Histórico e Perspectivas Científicas
Este hábito não é inédito no futebol, tendo sido notado em torneios como a UEFA Euro e as Olimpíadas ao longo da última década. Contudo, especialistas reiteram que não há evidências que sustentem que cortar as meias eleve a performance ou diminua a probabilidade de lesões.
Motivos do Desconforto
As meias profissionais são desenhadas para oferecer suporte ao tornozelo, ao arco do pé e à panturrilha, além de ajudar a controlar a umidade e estabilizar os pés dentro dos chuteiras, mantendo as caneleiras no lugar. Elas são feitas majoritariamente de fibras sintéticas, como poliéster, nylon e elastano.
Apesar da evolução dos materiais, muitos atletas relatam que essas meias causam compressão excessiva na panturrilha, resultando em sensações de dormência ou formigamento. Em situações de grande desconforto, os jogadores optam por fazer cortes no tecido durante a partida para aliviar essa pressão.
Fisiologia da Panturrilha
De acordo com a análise biomecânica dos pesquisadores, durante acelerações e mudanças rápidas de direção, o músculo principal da panturrilha se contrai e aumenta temporariamente de volume para gerar a força necessária para impulsionar o atleta. Esse processo se repete milhares de vezes em um único jogo.
Para certos jogadores, essa expansão muscular contínua, somada à compressão da meia, pode provocar uma sensação de pressão. Com o tempo, surgiu entre os próprios atletas a crença de que criar furos no material permitiria que o músculo 'respirasse', mitigando dores ou cãibras.
Ausência de Benefícios Comprovados
Especialistas em medicina esportiva e recuperação física, citados pela WIRED, enfatizam que não existem estudos que demonstrem qualquer benefício derivado do ato de cortar as meias. Pelo contrário, a maioria das pesquisas sobre vestimentas de compressão aponta que, quando adequadamente projetadas e ajustadas, elas auxiliam na limitação da inflamação muscular após exercícios intensos.
Embora careça de base científica, o costume persiste entre profissionais e é atualmente visto como um comportamento baseado em vivências pessoais, e não em dados científicos. As regras do futebol permitem a modificação das meias, desde que o equipamento permaneça seguro e as caneleiras estejam cobertas, diferentemente de camisas rasgadas, que são proibidas.
Possível Fator Psicológico
Considerando a falta de comprovação fisiológica, os especialistas sugerem que parte desse fenômeno pode estar ligada à percepção de conforto do próprio atleta.

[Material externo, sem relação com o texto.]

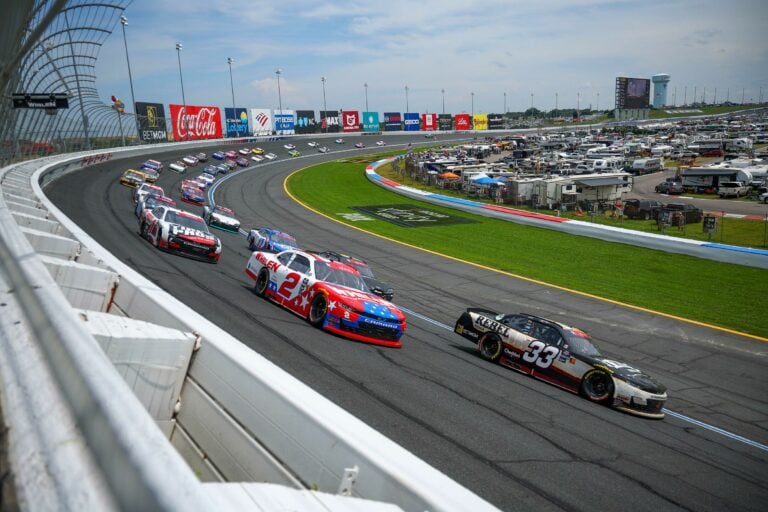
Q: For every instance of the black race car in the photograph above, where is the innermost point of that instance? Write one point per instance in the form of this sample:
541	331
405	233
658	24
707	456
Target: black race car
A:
563	356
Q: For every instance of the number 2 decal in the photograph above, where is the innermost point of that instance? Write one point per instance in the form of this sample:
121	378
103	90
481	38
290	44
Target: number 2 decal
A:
291	280
541	354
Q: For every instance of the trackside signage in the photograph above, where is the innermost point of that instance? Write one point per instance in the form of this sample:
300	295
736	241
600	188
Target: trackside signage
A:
195	123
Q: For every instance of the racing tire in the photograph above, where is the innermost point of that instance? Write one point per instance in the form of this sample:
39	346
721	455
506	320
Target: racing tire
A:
597	386
262	282
490	346
318	310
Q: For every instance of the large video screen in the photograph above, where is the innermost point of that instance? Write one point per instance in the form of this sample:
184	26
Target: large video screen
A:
633	92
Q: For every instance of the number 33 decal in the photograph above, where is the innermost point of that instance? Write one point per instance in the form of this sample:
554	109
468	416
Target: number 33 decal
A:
541	354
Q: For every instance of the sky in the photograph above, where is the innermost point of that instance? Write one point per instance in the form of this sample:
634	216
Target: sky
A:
544	53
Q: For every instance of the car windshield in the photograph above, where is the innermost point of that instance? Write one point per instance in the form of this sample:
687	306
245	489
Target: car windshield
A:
337	275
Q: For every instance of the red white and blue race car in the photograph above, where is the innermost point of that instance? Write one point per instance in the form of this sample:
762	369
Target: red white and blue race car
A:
178	231
563	356
329	294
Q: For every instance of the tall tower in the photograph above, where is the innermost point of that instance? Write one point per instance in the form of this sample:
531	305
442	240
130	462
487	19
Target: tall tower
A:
660	82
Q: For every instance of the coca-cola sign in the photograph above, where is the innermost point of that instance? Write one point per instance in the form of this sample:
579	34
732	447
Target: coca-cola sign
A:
195	122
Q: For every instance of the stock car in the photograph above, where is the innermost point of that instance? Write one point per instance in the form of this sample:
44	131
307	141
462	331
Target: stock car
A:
221	217
563	356
378	287
145	189
175	230
270	240
329	294
152	201
190	193
132	178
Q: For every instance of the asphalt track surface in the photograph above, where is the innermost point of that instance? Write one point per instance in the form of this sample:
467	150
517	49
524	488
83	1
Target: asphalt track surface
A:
517	442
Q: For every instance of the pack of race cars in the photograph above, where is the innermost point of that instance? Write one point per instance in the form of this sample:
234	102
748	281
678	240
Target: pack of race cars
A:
340	294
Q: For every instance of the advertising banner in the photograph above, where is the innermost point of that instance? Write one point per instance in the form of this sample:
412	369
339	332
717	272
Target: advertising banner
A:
236	120
411	121
329	121
481	122
305	121
371	122
462	122
445	122
195	122
151	119
285	123
261	121
429	122
495	122
393	122
350	120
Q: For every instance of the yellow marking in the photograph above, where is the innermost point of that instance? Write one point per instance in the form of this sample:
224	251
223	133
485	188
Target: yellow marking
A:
517	276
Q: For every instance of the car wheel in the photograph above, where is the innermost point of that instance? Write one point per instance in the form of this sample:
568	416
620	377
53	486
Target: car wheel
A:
318	310
597	386
262	282
490	347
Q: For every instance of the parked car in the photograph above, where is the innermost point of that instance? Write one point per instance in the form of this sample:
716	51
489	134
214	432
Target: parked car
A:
645	209
669	187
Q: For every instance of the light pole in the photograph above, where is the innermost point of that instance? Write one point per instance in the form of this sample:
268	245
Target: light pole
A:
325	108
278	71
124	22
183	98
406	99
230	60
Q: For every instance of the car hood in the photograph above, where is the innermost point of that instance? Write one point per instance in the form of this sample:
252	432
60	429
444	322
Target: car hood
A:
363	301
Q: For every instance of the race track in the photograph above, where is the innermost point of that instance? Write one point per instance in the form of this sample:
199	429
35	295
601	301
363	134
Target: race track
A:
517	442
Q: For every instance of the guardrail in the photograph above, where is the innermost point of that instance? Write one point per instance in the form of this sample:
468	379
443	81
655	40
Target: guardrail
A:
712	251
186	376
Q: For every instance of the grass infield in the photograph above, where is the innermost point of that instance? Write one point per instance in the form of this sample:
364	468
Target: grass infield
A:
721	294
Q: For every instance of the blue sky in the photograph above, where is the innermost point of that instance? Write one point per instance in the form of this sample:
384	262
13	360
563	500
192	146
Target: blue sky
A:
553	49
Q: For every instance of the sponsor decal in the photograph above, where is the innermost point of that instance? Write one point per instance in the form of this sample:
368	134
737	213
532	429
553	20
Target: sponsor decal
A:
411	121
429	122
195	122
350	120
462	122
236	120
393	122
151	119
371	122
411	215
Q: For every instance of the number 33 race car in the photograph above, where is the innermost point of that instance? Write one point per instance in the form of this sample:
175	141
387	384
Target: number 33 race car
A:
329	294
563	356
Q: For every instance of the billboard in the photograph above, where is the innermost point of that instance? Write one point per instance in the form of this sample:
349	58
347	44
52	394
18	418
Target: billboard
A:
393	122
329	121
236	121
371	122
480	122
495	122
462	122
444	122
350	120
195	122
429	122
151	119
305	121
261	120
411	121
285	123
633	92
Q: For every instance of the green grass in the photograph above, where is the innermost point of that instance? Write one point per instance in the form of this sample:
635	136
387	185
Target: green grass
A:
674	284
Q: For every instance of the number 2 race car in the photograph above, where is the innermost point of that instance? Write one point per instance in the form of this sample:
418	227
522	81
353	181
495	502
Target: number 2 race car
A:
329	294
563	356
178	231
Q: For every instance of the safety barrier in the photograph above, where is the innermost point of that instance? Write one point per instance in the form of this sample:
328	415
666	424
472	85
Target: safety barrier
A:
186	375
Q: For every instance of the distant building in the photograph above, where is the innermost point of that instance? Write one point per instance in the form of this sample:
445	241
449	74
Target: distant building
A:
660	82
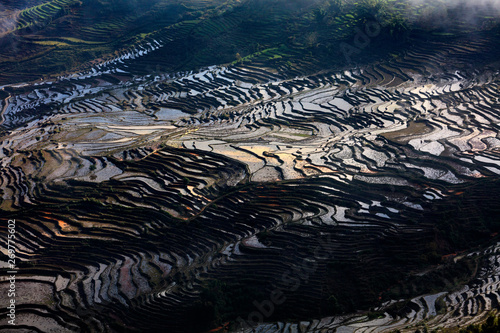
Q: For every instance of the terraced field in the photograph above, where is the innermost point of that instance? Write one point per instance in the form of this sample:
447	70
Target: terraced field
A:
367	195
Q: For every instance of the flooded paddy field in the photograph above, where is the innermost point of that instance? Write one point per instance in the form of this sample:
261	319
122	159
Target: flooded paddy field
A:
134	193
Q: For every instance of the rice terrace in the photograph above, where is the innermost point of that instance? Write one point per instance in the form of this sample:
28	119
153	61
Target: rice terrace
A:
250	166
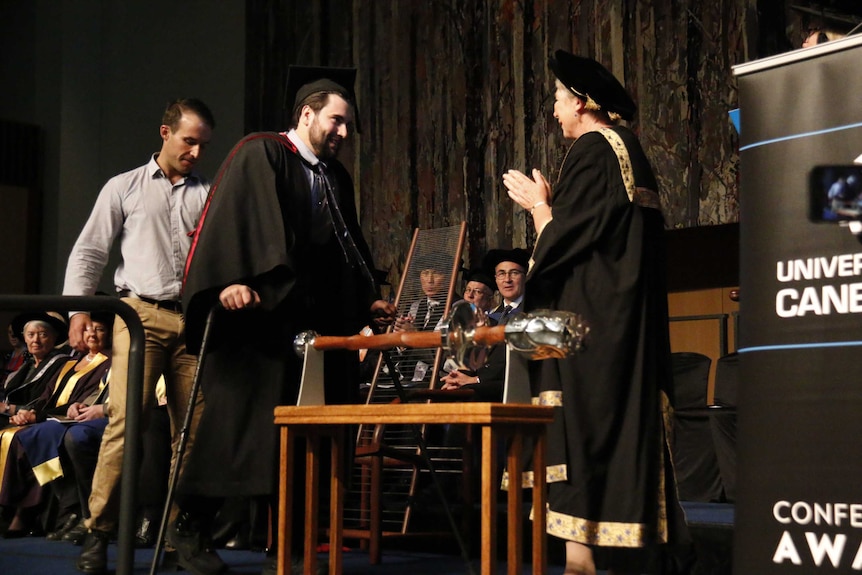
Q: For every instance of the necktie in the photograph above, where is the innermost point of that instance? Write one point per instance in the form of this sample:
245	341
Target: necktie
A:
321	218
342	234
421	314
435	311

No esporte de alto rendimento, o sentimento de bem-estar pode impactar a autoconfiança do jogador durante a competição.
Se um atleta sente que uma peça de roupa está limitando seus movimentos, remover esse incômodo pode fazê-lo sentir-se mais livre para correr ou mudar de direção, mesmo que seu desempenho real não mude. Os pesquisadores alertam, no entanto, que isso não implica que o desconforto seja ilusório, pois a percepção de pressão ou restrição varia conforme a anatomia e a sensibilidade individual. Portanto, dois jogadores com o mesmo equipamento podem ter sensações distintas.
Em resumo, as evidências atuais indicam que cortar meias não confere vantagem competitiva nem reduz riscos de lesão, parecendo ser um ritual com efeito predominantemente psicológico, e não fisiológico.